West Jordan police spokesperson J.C. Holt said the male pilot died in addition to a woman and a 9-month-old. Another woman who was on the plane was in critical condition, and a 2-year-old boy was stable Saturday evening. A 12-year-old passenger was injured in the crash and was treated and released from the hospital.
It’s unclear why the plane crashed, but another police spokesperson, Jennifer Worthen, said it happened shortly after taking off from South Valley Regional Airport.
Veronica Taylor said she was at a nearby park when she saw a plane that “was super low, and it was so loud.” She pointed it out to her son.
Taylor said she continued to watch and thought to herself that the plane needed to gain some altitude. It was much too low.
“Then, all of a sudden, it disappeared from my view,” and Taylor said she saw a “big flame and a big plume of smoke” as it crashed.

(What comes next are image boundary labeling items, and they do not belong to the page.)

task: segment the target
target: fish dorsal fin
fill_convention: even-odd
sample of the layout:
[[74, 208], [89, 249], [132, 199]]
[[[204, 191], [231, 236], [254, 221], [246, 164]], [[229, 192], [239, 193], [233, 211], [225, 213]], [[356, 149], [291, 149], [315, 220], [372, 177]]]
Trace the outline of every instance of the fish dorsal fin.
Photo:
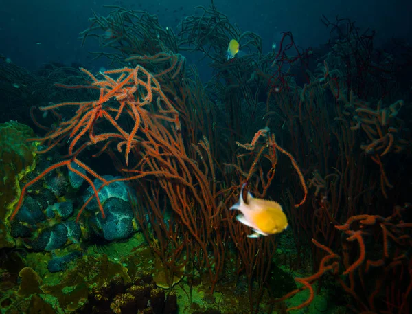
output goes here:
[[249, 203], [251, 200], [253, 199], [253, 195], [249, 191], [247, 191], [247, 195], [246, 197], [246, 201]]

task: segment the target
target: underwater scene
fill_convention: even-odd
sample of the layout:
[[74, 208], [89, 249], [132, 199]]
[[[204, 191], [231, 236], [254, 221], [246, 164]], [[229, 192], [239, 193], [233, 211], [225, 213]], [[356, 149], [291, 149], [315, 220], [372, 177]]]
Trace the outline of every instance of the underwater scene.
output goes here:
[[4, 1], [1, 314], [412, 313], [412, 3], [287, 2]]

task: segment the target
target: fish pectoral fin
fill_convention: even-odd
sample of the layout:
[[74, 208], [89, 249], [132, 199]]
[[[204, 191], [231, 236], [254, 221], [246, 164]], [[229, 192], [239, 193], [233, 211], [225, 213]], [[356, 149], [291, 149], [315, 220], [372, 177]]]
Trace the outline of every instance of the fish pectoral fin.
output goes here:
[[244, 225], [252, 227], [251, 223], [244, 217], [244, 216], [238, 215], [236, 216], [236, 219], [238, 219], [239, 222], [243, 223]]
[[263, 232], [262, 231], [258, 230], [257, 229], [253, 229], [253, 232], [252, 234], [249, 234], [247, 236], [248, 238], [259, 238], [260, 236], [267, 236], [268, 234]]
[[252, 234], [249, 234], [247, 236], [248, 238], [259, 238], [260, 236], [260, 234], [259, 234], [258, 232], [253, 232]]

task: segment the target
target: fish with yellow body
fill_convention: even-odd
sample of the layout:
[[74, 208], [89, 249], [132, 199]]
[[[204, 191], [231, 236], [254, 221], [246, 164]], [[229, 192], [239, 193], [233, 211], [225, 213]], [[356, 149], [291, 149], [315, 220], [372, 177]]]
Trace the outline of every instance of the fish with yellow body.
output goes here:
[[232, 39], [229, 42], [227, 47], [227, 60], [233, 58], [238, 52], [239, 52], [239, 43], [236, 39]]
[[254, 233], [248, 238], [258, 238], [279, 234], [288, 227], [288, 219], [279, 203], [263, 199], [255, 198], [248, 192], [246, 202], [243, 199], [242, 186], [239, 201], [230, 208], [239, 210], [242, 214], [236, 217], [240, 223], [250, 227]]

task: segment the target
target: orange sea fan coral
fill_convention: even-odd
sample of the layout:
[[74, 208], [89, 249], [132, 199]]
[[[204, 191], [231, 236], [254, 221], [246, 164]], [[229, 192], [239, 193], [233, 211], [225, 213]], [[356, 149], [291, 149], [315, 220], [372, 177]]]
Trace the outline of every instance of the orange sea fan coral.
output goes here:
[[[27, 188], [37, 182], [46, 174], [62, 166], [67, 166], [70, 170], [82, 177], [90, 184], [100, 211], [104, 216], [98, 195], [98, 191], [87, 175], [90, 175], [101, 180], [103, 182], [102, 186], [107, 185], [108, 181], [80, 161], [78, 158], [78, 155], [88, 146], [95, 146], [98, 143], [104, 142], [105, 144], [101, 148], [102, 152], [107, 148], [109, 144], [117, 141], [117, 150], [124, 154], [126, 164], [128, 165], [128, 156], [131, 149], [139, 139], [136, 136], [137, 131], [139, 129], [144, 131], [150, 128], [150, 126], [152, 126], [150, 119], [168, 121], [174, 124], [176, 130], [180, 129], [179, 113], [161, 91], [156, 78], [140, 65], [135, 68], [124, 67], [100, 72], [100, 80], [85, 69], [81, 69], [81, 71], [90, 78], [91, 84], [65, 87], [95, 88], [100, 90], [99, 98], [87, 102], [62, 102], [40, 108], [41, 111], [55, 112], [56, 109], [67, 106], [78, 107], [76, 114], [70, 120], [61, 121], [56, 128], [49, 131], [44, 137], [32, 139], [47, 146], [45, 150], [38, 152], [39, 153], [47, 152], [57, 144], [65, 142], [70, 142], [67, 154], [69, 159], [49, 166], [23, 187], [17, 205], [12, 214], [12, 219], [22, 205]], [[115, 78], [113, 78], [113, 76]], [[154, 111], [152, 110], [154, 107], [156, 107], [156, 114], [151, 112]], [[131, 118], [133, 126], [130, 131], [126, 130], [117, 122], [121, 116]], [[108, 126], [105, 125], [104, 130], [108, 128], [108, 132], [99, 133], [100, 128], [95, 127], [98, 124], [107, 124], [107, 122]], [[75, 149], [76, 144], [80, 142], [80, 146]], [[123, 150], [124, 146], [125, 149]], [[100, 154], [95, 156], [98, 155]], [[87, 175], [73, 168], [71, 162], [86, 170]]]

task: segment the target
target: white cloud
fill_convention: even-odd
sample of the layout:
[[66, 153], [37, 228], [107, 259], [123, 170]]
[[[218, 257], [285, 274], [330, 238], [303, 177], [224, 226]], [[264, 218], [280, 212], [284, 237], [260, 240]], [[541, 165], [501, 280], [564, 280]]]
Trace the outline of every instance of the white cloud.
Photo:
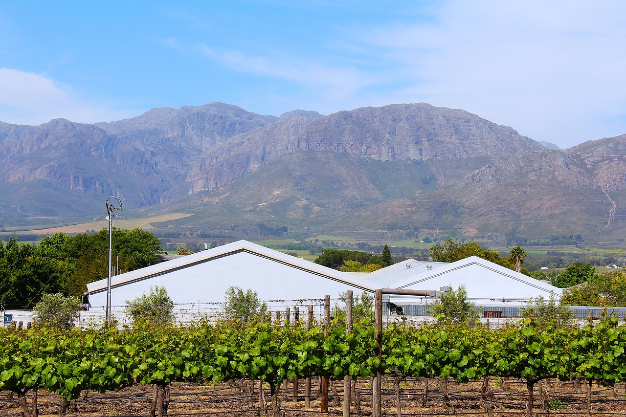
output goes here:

She said that before the plane crashed, she noticed it making a noise that sounded to her like the engine was struggling.
The Federal Aviation Administration was at the scene beginning its investigation Saturday afternoon, Worthen said. It and the National Transportation Safety Board will investigate the crash.
Worthen said the community quickly came together to help the people on the plane and a person who was inside one of the homes.
Residents said the neighborhood was tight-knit, and it showed Saturday as dozens gathered in the streets in the crash aftermath, discussing what they’d seen and sharing information about a woman in one of the homes who’d been injured. Some set up lawn chairs in the shade as they waited.
Cigarroa said she doesn’t remember deciding to run toward the crash. She just did it, like an automatic “fight or flight” response.
“As soon as I saw what happened,” she said, “I just got my first-aid kit and went.”
When she got to the yard, she said she talked to a woman who’d been badly burned and had deep cuts on her legs and arms. She also saw two children, one she guessed was a toddler. The other, she thought, was a teenager.
Before paramedics arrived, the 21-year-old Cigarroa, who is studying to be a nurse, packed victims’ wounds with gauze to stop the bleeding. She did what she could to help when medics arrived.
Then, after ambulances had taken everyone away, and firefighters had put out the blaze, she went back home to try to process what she’d just seen.